• KANAL BERITA

Impor Migas Sebabkan Neraca Perdagangan Defisit

Foto: suaramerdeka.com/ dok
Foto: suaramerdeka.com/ dok

JAKARTA, suaramerdeka.com - Badan Pusat Statistik (BPS) mencatat neraca perdagangan Indonesia pada Juli 2018 mengalami defisit hingga 2,03 miliar dolar AS. Defisit neraca perdagangan tersebut berasal dari impor yang telah mencapai 18,27 miliar dolar AS serta ekspor yang baru mencapai 16,24 miliar dolar AS.

Penyebab defisit itu tak lain adalah impor minyak dan gas yang melonjak tinggi. Padahal, ekspor nonmigas pada Juli 2018 tumbuh tinggi dibandingkan bulan sebelumnya. Tren ekspor non migas pun diyakini masih akan tumbuh ke depannya.

Anggota Komisi XI DPR RI Hendrawan Supratikno mengatakan, untuk mengatasi defisit perdagangan, pemerintah diharapkan meningkatkan produksi migas sendiri.

"Salah satunya program peningkatan penggunaan biodiesel dijalankan sesuai rencana," ujar politisi PDI P ini di Jakarta, Rabu (15/8).

Dari sisi ekspor, ia menyarankan perlunya pemberian insentif untuk produk-produk dengan konten lokal yang besar. "Hilirisasi industri juga harus dilakukan secara serius agar produk-produk ekspor bernilai tambah tinggi," imbuhnya.

Terpisah, Direktur Eksekutif Departemen Statistik Bank Indonesia Yati Kurniati menuturkan, peningkatan defisit neraca perdagangan migas dipengaruhi naiknya impor migas, seiring kenaikan harga minyak global dan permintaan yang lebih tinggi.

Berdasarkan data BPS, nilai neraca perdagangan Indonesia pada Juli 2018 mengalami defisit 2,03 miliar dolar AS, dipicu oleh defisit sektor migas sebesar 1,19 miliar dolar AS dan nonmigas 0,84 miliar dolar AS.

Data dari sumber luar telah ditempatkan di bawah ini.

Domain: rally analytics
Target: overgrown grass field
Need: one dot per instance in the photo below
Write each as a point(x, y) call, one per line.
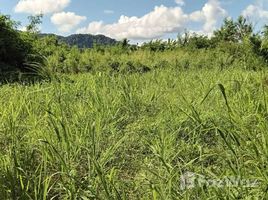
point(133, 136)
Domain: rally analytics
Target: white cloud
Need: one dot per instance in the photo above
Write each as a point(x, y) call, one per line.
point(155, 24)
point(180, 2)
point(41, 6)
point(108, 12)
point(256, 12)
point(66, 21)
point(159, 22)
point(210, 14)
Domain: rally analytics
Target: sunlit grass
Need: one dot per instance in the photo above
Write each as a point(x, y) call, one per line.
point(132, 136)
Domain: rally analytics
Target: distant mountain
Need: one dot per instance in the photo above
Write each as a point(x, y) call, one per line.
point(84, 40)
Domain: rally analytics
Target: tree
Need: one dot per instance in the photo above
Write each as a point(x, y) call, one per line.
point(34, 22)
point(234, 31)
point(14, 47)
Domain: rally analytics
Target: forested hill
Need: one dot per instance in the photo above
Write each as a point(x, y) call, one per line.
point(84, 40)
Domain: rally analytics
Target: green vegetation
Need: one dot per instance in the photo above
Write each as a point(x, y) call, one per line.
point(128, 122)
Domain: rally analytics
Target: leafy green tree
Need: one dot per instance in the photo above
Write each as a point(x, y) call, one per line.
point(15, 47)
point(35, 21)
point(234, 31)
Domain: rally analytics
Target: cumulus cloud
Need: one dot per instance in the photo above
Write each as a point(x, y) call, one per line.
point(155, 24)
point(210, 14)
point(256, 12)
point(41, 6)
point(66, 21)
point(161, 21)
point(108, 12)
point(180, 2)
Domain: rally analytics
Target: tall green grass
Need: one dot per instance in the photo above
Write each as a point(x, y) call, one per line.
point(132, 136)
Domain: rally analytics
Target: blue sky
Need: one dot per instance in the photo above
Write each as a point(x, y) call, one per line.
point(134, 19)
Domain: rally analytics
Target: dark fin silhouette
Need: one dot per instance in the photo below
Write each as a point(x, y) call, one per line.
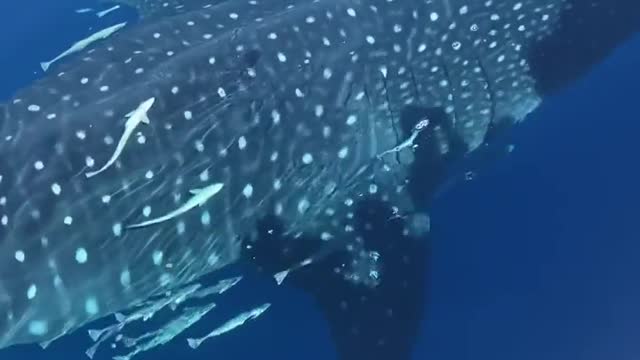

Peningkatan impor migas dipicu naiknya nilai impor seluruh komponen migas, yaitu minyak mentah, hasil minyak dan gas masing-masing 81,2 juta dolar AS (15,01%), 382,4 juta dolar AS (28,81 %) dan 11,7 juta dolar AS (4,29 %).

BPS memaparkan nilai ekspor pada Juli 2018 mencapai 16,24 miliar dolar AS atau tumbuh 25,19% dibandingkan bulan sebelumnya (month to month). Sedangkan, dibandingkan bulan yang sama tahun sebelumnya, ekspor tumbuh 19,33% (year on year).

Jika dirinci, ekspor nonmigas Juli mencapai 14,81 miliar dolar AS. Capaian ini tumbuh 31,18% dibandingkan Juni 2018. Sementara dibandingkan ekspor nonmigas Juli 2017 juga naik 19,03%.

Secara kumulatif, nilai ekspor Indonesia Januari–Juli 2018 mencapai 104,24 miliar dolar AS atau meningkat 11,35% dibanding periode yang sama tahun 2017. Sedangkan ekspor nonmigas mencapai 94,21 miliar dolar AS atau meningkat 11,05%.

Patut dicatat, kinerja ekspor yang baik ini, dicapai pada saat kondisi perekonomian global yang belum pulih.